Pola Pemencaran dan Pengelolaan Hama Babi Hutan (Sus scrofa L.) di Kabupaten Bireuen, Provinsi Aceh
View/ Open
Date
2019Author
Andrian, Jeefry
Priyambodo, Swastiko
Dadang
Metadata
Show full item recordAbstract
Sektor pertanian yang meliputi tanaman pangan, perkebunan, perikanan,
peternakan, dan kehutanan memainkan peran penting dalam pembangunan
ekonomi suatu negara. Hama, penyakit, dan gulma merupakan beberapa kendala
yang dihadapi dalam usaha budi daya pertanian yang dapat menurunkan kualitas
dan kuantitas produk pertanian. Salah satu hama penting dalam tanaman
perkebunan adalah babi hutan (Sus scrofa L.). Penelitian ini bertujuan (1)
memelajari pola pemencaran babi hutan dengan mengamati jejak aktivitas seperti
jejak kaki, sarang, feses, kubangan, runway, rooting, dan kerusakan/serangan, (2)
menilai kerugian ekonomi akibat serangan babi hutan, (3) memelajari preferensi
umpan, (4) pengelolaan secara kimiawi dan mekanis, dan (5) pengelolaan babi
hutan dengan menggunakan perangkap hidup di Kecamatan Peulimbang dan
Peudada, Kabupaten Bireuen, Provinsi Aceh.

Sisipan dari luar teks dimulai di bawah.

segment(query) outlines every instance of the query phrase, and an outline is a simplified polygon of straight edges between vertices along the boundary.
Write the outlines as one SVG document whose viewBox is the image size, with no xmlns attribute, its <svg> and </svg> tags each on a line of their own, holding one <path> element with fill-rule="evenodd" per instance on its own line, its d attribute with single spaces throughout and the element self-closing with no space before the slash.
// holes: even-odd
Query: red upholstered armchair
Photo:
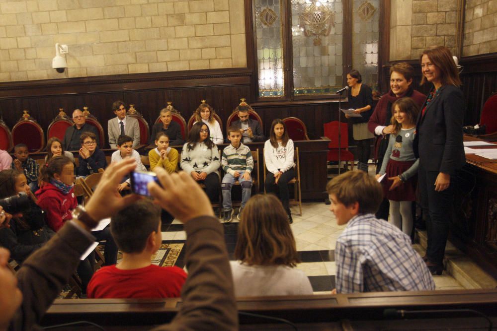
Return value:
<svg viewBox="0 0 497 331">
<path fill-rule="evenodd" d="M 340 139 L 340 161 L 350 162 L 350 169 L 354 170 L 354 154 L 348 150 L 348 129 L 347 123 L 340 123 L 340 133 L 341 137 Z M 323 125 L 325 131 L 325 135 L 328 137 L 330 142 L 328 144 L 328 161 L 338 160 L 338 122 L 333 122 L 325 123 Z M 338 166 L 340 166 L 338 165 Z"/>
<path fill-rule="evenodd" d="M 480 124 L 486 127 L 486 134 L 497 132 L 497 92 L 491 95 L 483 105 Z"/>
<path fill-rule="evenodd" d="M 221 132 L 222 132 L 223 131 L 223 122 L 221 121 L 221 118 L 219 117 L 219 115 L 218 115 L 216 113 L 214 113 L 214 114 L 212 114 L 212 116 L 214 118 L 214 119 L 216 120 L 216 121 L 217 121 L 219 123 L 219 126 L 221 127 Z M 191 117 L 190 118 L 190 119 L 188 120 L 188 132 L 190 132 L 190 129 L 191 129 L 191 127 L 193 126 L 193 123 L 195 122 L 195 114 L 194 114 L 193 115 L 192 115 L 191 116 Z"/>
<path fill-rule="evenodd" d="M 186 140 L 186 136 L 188 134 L 188 130 L 186 128 L 186 121 L 183 116 L 181 116 L 181 112 L 176 110 L 172 106 L 172 102 L 171 101 L 167 101 L 167 107 L 166 107 L 166 109 L 171 111 L 171 115 L 172 116 L 172 120 L 175 122 L 179 125 L 179 127 L 181 129 L 181 136 L 183 137 L 183 140 Z M 161 122 L 161 116 L 157 118 L 156 120 L 155 124 L 160 123 Z"/>
<path fill-rule="evenodd" d="M 52 137 L 57 137 L 62 141 L 68 128 L 72 127 L 74 123 L 64 111 L 63 108 L 59 108 L 59 114 L 48 126 L 47 130 L 47 140 Z"/>
<path fill-rule="evenodd" d="M 102 127 L 102 125 L 97 120 L 95 115 L 90 114 L 89 111 L 88 110 L 88 107 L 85 106 L 83 107 L 83 115 L 84 115 L 86 123 L 96 128 L 98 134 L 100 135 L 100 142 L 98 145 L 101 148 L 103 148 L 106 144 L 104 140 L 105 136 L 103 132 L 103 128 Z"/>
<path fill-rule="evenodd" d="M 140 127 L 140 144 L 147 145 L 149 143 L 149 137 L 150 135 L 150 128 L 149 124 L 143 118 L 142 113 L 135 109 L 134 105 L 130 105 L 127 115 L 133 117 L 138 120 L 138 126 Z"/>
<path fill-rule="evenodd" d="M 244 98 L 240 99 L 242 102 L 240 104 L 238 105 L 237 108 L 233 110 L 233 112 L 231 113 L 230 117 L 228 118 L 228 121 L 226 121 L 226 130 L 230 128 L 230 126 L 235 121 L 238 120 L 238 108 L 241 106 L 247 106 L 249 107 L 248 109 L 248 118 L 252 119 L 252 120 L 255 120 L 260 124 L 260 127 L 264 128 L 264 125 L 262 124 L 262 119 L 260 118 L 260 116 L 259 114 L 255 112 L 252 107 L 250 106 L 250 105 L 248 104 L 245 102 L 245 99 Z"/>
<path fill-rule="evenodd" d="M 306 125 L 300 119 L 296 117 L 287 117 L 286 119 L 283 119 L 283 121 L 286 126 L 288 136 L 292 140 L 309 140 L 309 137 L 307 136 L 307 128 L 306 127 Z"/>
<path fill-rule="evenodd" d="M 0 118 L 0 149 L 9 151 L 12 148 L 12 134 L 8 127 Z"/>
<path fill-rule="evenodd" d="M 14 146 L 18 143 L 25 144 L 29 151 L 38 152 L 45 147 L 43 129 L 27 110 L 23 112 L 21 118 L 12 128 L 12 143 Z"/>
</svg>

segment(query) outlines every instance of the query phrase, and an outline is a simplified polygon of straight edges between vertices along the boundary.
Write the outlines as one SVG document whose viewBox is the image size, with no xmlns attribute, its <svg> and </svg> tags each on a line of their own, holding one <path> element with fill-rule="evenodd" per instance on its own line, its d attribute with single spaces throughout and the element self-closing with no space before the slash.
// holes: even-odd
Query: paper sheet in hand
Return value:
<svg viewBox="0 0 497 331">
<path fill-rule="evenodd" d="M 481 150 L 481 149 L 475 149 L 474 148 L 470 148 L 469 147 L 465 147 L 464 154 L 476 154 L 477 153 L 480 153 Z"/>
<path fill-rule="evenodd" d="M 80 258 L 80 260 L 81 260 L 82 261 L 85 259 L 86 259 L 86 257 L 89 255 L 90 253 L 91 253 L 93 251 L 93 250 L 95 249 L 95 248 L 97 246 L 98 246 L 98 242 L 95 241 L 94 243 L 92 244 L 91 246 L 88 247 L 88 249 L 85 251 L 84 253 L 83 253 L 83 255 L 81 256 L 81 257 Z"/>
<path fill-rule="evenodd" d="M 362 117 L 362 115 L 361 114 L 354 113 L 355 109 L 350 108 L 349 109 L 340 109 L 340 110 L 343 112 L 343 114 L 348 115 L 350 117 Z"/>
<path fill-rule="evenodd" d="M 110 224 L 110 218 L 104 218 L 103 219 L 102 219 L 101 221 L 100 221 L 100 223 L 98 223 L 98 225 L 97 225 L 94 228 L 92 229 L 91 231 L 101 231 L 105 229 L 105 227 Z"/>
<path fill-rule="evenodd" d="M 494 152 L 493 153 L 477 153 L 475 155 L 485 157 L 486 159 L 497 160 L 497 152 Z"/>
<path fill-rule="evenodd" d="M 495 143 L 489 142 L 488 141 L 464 141 L 463 142 L 464 146 L 493 146 Z"/>
</svg>

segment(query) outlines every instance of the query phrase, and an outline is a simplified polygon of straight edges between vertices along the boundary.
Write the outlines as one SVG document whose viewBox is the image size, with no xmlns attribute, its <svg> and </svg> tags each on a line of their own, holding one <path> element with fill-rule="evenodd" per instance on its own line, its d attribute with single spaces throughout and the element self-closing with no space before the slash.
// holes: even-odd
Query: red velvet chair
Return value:
<svg viewBox="0 0 497 331">
<path fill-rule="evenodd" d="M 57 137 L 62 141 L 66 133 L 66 130 L 73 126 L 74 123 L 64 111 L 63 108 L 59 108 L 59 114 L 48 126 L 47 130 L 47 140 L 52 137 Z"/>
<path fill-rule="evenodd" d="M 138 120 L 138 126 L 140 127 L 140 144 L 147 145 L 149 143 L 149 137 L 150 136 L 150 128 L 149 127 L 149 124 L 143 118 L 142 113 L 135 109 L 134 106 L 134 105 L 129 105 L 127 116 Z"/>
<path fill-rule="evenodd" d="M 328 137 L 330 142 L 328 144 L 328 155 L 327 160 L 337 161 L 338 160 L 338 122 L 333 122 L 325 123 L 323 125 L 325 131 L 325 135 Z M 348 129 L 347 123 L 341 123 L 340 133 L 341 137 L 340 139 L 340 161 L 350 162 L 350 169 L 354 170 L 354 154 L 348 150 Z M 339 165 L 339 166 L 340 165 Z"/>
<path fill-rule="evenodd" d="M 232 113 L 231 115 L 230 115 L 230 117 L 228 118 L 228 121 L 226 121 L 226 130 L 227 130 L 230 128 L 230 126 L 231 125 L 232 123 L 238 120 L 238 107 L 240 106 L 248 106 L 249 107 L 248 118 L 258 121 L 259 123 L 260 124 L 260 127 L 263 128 L 264 125 L 262 124 L 262 119 L 260 118 L 259 114 L 256 113 L 255 111 L 252 109 L 252 107 L 250 106 L 250 105 L 245 102 L 245 99 L 242 98 L 240 100 L 242 100 L 242 102 L 241 102 L 240 104 L 238 105 L 238 107 L 233 110 L 233 112 Z"/>
<path fill-rule="evenodd" d="M 23 111 L 21 118 L 12 128 L 12 141 L 15 146 L 25 144 L 30 152 L 38 152 L 45 148 L 43 129 L 36 120 L 29 115 L 27 110 Z"/>
<path fill-rule="evenodd" d="M 179 127 L 181 129 L 181 136 L 183 140 L 186 140 L 186 136 L 188 135 L 188 130 L 186 128 L 186 121 L 183 116 L 181 116 L 179 111 L 175 109 L 172 106 L 172 102 L 167 101 L 167 107 L 166 107 L 168 110 L 171 111 L 171 115 L 172 116 L 172 120 L 179 125 Z M 156 120 L 155 124 L 161 122 L 161 116 L 159 116 Z"/>
<path fill-rule="evenodd" d="M 102 125 L 97 120 L 95 115 L 90 114 L 87 107 L 84 106 L 83 107 L 83 115 L 84 115 L 86 123 L 96 128 L 98 134 L 100 135 L 100 143 L 98 145 L 100 146 L 100 148 L 103 148 L 103 146 L 106 145 L 107 144 L 105 143 L 104 140 L 105 135 L 103 132 L 103 128 L 102 127 Z"/>
<path fill-rule="evenodd" d="M 288 136 L 292 140 L 309 140 L 307 136 L 307 128 L 301 120 L 296 117 L 287 117 L 283 119 L 283 121 L 286 126 Z"/>
<path fill-rule="evenodd" d="M 0 149 L 10 151 L 12 149 L 12 134 L 8 127 L 0 118 Z"/>
<path fill-rule="evenodd" d="M 491 95 L 483 105 L 480 124 L 486 127 L 486 134 L 497 132 L 497 92 Z"/>
</svg>

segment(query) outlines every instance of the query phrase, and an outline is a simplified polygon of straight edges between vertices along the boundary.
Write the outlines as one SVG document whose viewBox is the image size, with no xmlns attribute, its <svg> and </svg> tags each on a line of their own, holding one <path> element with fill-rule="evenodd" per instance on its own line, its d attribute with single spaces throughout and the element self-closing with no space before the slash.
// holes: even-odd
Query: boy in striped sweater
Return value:
<svg viewBox="0 0 497 331">
<path fill-rule="evenodd" d="M 252 178 L 250 173 L 253 169 L 253 159 L 250 148 L 240 142 L 240 130 L 231 126 L 228 130 L 228 139 L 231 143 L 223 150 L 221 165 L 225 174 L 221 183 L 223 193 L 224 220 L 231 222 L 234 210 L 231 204 L 231 187 L 237 181 L 242 186 L 242 205 L 237 215 L 240 219 L 242 210 L 250 199 L 252 192 Z"/>
</svg>

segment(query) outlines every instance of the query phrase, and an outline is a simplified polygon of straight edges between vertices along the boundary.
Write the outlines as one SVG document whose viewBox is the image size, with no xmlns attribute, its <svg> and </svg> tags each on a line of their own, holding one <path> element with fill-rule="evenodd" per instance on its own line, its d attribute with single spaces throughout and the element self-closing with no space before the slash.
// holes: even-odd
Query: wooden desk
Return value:
<svg viewBox="0 0 497 331">
<path fill-rule="evenodd" d="M 481 139 L 465 135 L 464 140 Z M 467 154 L 454 184 L 451 242 L 497 278 L 497 160 Z"/>
<path fill-rule="evenodd" d="M 490 317 L 497 316 L 497 290 L 425 291 L 376 292 L 350 294 L 288 296 L 239 298 L 239 311 L 261 314 L 289 320 L 301 326 L 301 330 L 351 330 L 331 328 L 340 321 L 371 323 L 384 320 L 386 308 L 407 310 L 472 309 Z M 167 323 L 175 315 L 181 303 L 179 298 L 158 299 L 80 299 L 56 300 L 43 317 L 44 326 L 76 321 L 88 321 L 104 326 L 109 330 L 148 330 L 154 325 Z M 437 320 L 448 314 L 427 315 Z M 472 317 L 459 313 L 458 317 Z M 453 318 L 454 315 L 453 314 Z M 452 326 L 461 327 L 459 319 Z M 402 321 L 397 321 L 401 323 Z M 454 322 L 454 319 L 452 319 Z M 432 320 L 431 327 L 438 325 Z M 475 320 L 472 327 L 485 325 L 483 319 Z M 279 322 L 240 315 L 242 330 L 293 330 Z M 263 323 L 264 326 L 260 324 Z M 415 321 L 404 321 L 404 325 L 415 325 Z M 312 325 L 308 328 L 306 325 Z M 426 324 L 427 325 L 428 324 Z M 415 330 L 427 330 L 419 327 Z M 388 330 L 408 330 L 405 327 Z M 87 326 L 70 330 L 85 330 Z M 136 328 L 136 329 L 133 329 Z M 275 329 L 275 328 L 277 328 Z M 360 330 L 384 330 L 381 328 Z M 462 330 L 462 329 L 459 329 Z M 480 329 L 478 329 L 480 330 Z"/>
</svg>

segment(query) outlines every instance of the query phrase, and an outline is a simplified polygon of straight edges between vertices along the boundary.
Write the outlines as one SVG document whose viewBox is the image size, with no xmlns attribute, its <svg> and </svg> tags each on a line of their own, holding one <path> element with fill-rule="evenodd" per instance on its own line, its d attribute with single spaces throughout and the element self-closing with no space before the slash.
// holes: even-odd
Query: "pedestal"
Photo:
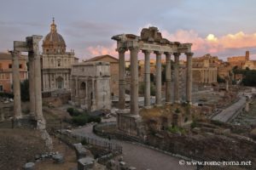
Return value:
<svg viewBox="0 0 256 170">
<path fill-rule="evenodd" d="M 118 130 L 125 135 L 139 137 L 142 126 L 142 117 L 130 114 L 129 110 L 119 110 L 117 112 Z"/>
</svg>

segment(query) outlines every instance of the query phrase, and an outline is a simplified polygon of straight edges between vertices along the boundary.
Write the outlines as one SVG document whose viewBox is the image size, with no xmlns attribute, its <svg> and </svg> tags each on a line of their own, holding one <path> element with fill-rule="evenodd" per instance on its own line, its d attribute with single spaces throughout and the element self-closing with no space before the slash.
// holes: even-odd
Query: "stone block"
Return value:
<svg viewBox="0 0 256 170">
<path fill-rule="evenodd" d="M 81 143 L 74 144 L 73 146 L 76 150 L 77 159 L 86 157 L 87 150 Z"/>
<path fill-rule="evenodd" d="M 23 169 L 24 170 L 33 170 L 35 167 L 35 163 L 33 162 L 27 162 L 24 165 Z"/>
<path fill-rule="evenodd" d="M 92 157 L 87 156 L 78 161 L 78 170 L 88 170 L 94 166 L 95 160 Z"/>
<path fill-rule="evenodd" d="M 64 157 L 61 154 L 55 154 L 52 156 L 53 160 L 56 163 L 63 163 L 64 162 Z"/>
</svg>

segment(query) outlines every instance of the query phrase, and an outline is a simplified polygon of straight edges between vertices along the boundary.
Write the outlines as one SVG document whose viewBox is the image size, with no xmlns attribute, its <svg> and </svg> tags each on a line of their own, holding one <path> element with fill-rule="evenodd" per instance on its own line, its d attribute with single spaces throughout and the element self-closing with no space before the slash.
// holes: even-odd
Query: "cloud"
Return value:
<svg viewBox="0 0 256 170">
<path fill-rule="evenodd" d="M 148 24 L 148 26 L 151 26 Z M 205 54 L 219 55 L 220 58 L 232 55 L 242 55 L 246 50 L 252 50 L 251 56 L 256 54 L 253 48 L 256 47 L 256 33 L 246 34 L 239 31 L 235 34 L 226 34 L 216 37 L 213 33 L 209 33 L 205 37 L 201 37 L 194 30 L 177 30 L 174 33 L 170 33 L 166 30 L 160 30 L 162 37 L 172 42 L 191 42 L 192 51 L 195 56 L 201 56 Z M 110 45 L 92 45 L 86 48 L 86 53 L 89 56 L 110 54 L 117 57 L 115 51 L 116 43 Z"/>
<path fill-rule="evenodd" d="M 164 37 L 171 41 L 181 42 L 192 42 L 192 50 L 195 53 L 218 54 L 229 50 L 230 48 L 246 48 L 256 47 L 256 33 L 246 34 L 239 31 L 235 34 L 227 34 L 222 37 L 216 37 L 210 33 L 206 37 L 201 37 L 199 34 L 193 30 L 178 30 L 173 34 L 167 31 L 163 31 Z"/>
<path fill-rule="evenodd" d="M 113 43 L 111 46 L 106 47 L 102 45 L 90 46 L 86 48 L 90 56 L 97 56 L 109 54 L 113 56 L 117 56 L 118 53 L 115 51 L 116 42 Z"/>
</svg>

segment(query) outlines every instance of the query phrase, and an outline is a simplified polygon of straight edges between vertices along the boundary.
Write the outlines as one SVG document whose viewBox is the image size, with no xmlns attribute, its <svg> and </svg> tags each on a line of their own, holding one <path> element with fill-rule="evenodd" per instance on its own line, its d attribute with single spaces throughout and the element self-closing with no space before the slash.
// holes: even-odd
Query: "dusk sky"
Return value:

Data yang dikumpulkan meliputi data primer dan data sekunder. Data primer
yang dikumpulkan meliputi letak dan posisi kubangan, sarang, jejak kaki, feses,
runway, rooting, kerusakan/serangan, tingkat kerusakan tanaman, jumlah umpan
yang dimakan, perlakuan racun dan umpan berpancing yang dimakan, jumlah babi
hutan yang tertangkap, hasil wawancara, dan dokumentasi. Sementara itu, data
sekunder meliputi peta wilayah, data curah hujan, dan data pendukung lainnya yang
didapatkan dari dinas terkait. Rancangan percobaan yang digunakan adalah
rancangan acak kelompok (RAK) untuk perlakuan umpan yang meliputi perlakuan
ubi kayu, buah pisang, dan buah nangka dan perlakuan lokasi/desa yaitu Desa
Puuek, Jambo Dalam, Blang Beururu, dan Ara Bungong. Analisis data
menggunakan program Minitab v.16 for Windows 8. Nilai tengah masing-masing
perlakuan diuji lebih lanjut dengan uji Tukey pada taraf α = 5%.
Hasil penelitian menunjukkan pola pemencaran di Peulimbang di dominasi
penyebaran secara acak (random). Populasi babi hutan yang tinggi menyebabkan
kerugian hingga sebesar Rp5 000 000-Rp10 000 000. Pada pengujian preferensi
umpan di Kecamatan Peulimbang, babi hutan lebih menyukai umpan ubi kayu,
sedangkan di Kecamatan Peudada umpan nangka. Umpan nangka lebih banyak
dikonsumsi dibandingkan umpan ubi kayu. Pada pengujian kimiawi dan mekanis,
penggunaan umpan nangka untuk umpan beracun dan mata kail sangat baik dalam
pengelolaan babi hutan dibandingkan umpan lain. Jumlah konsumsi nangka di
Kecamatan Peudada lebih banyak dibandingkan dengan ubi kayu di Kecamatan
Peulimbang. Pada pengujian perangkap, jumlah tangkapan di Kecamatan
Peulimbang lebih banyak dibandingkan dengan Kecamatan Peudada.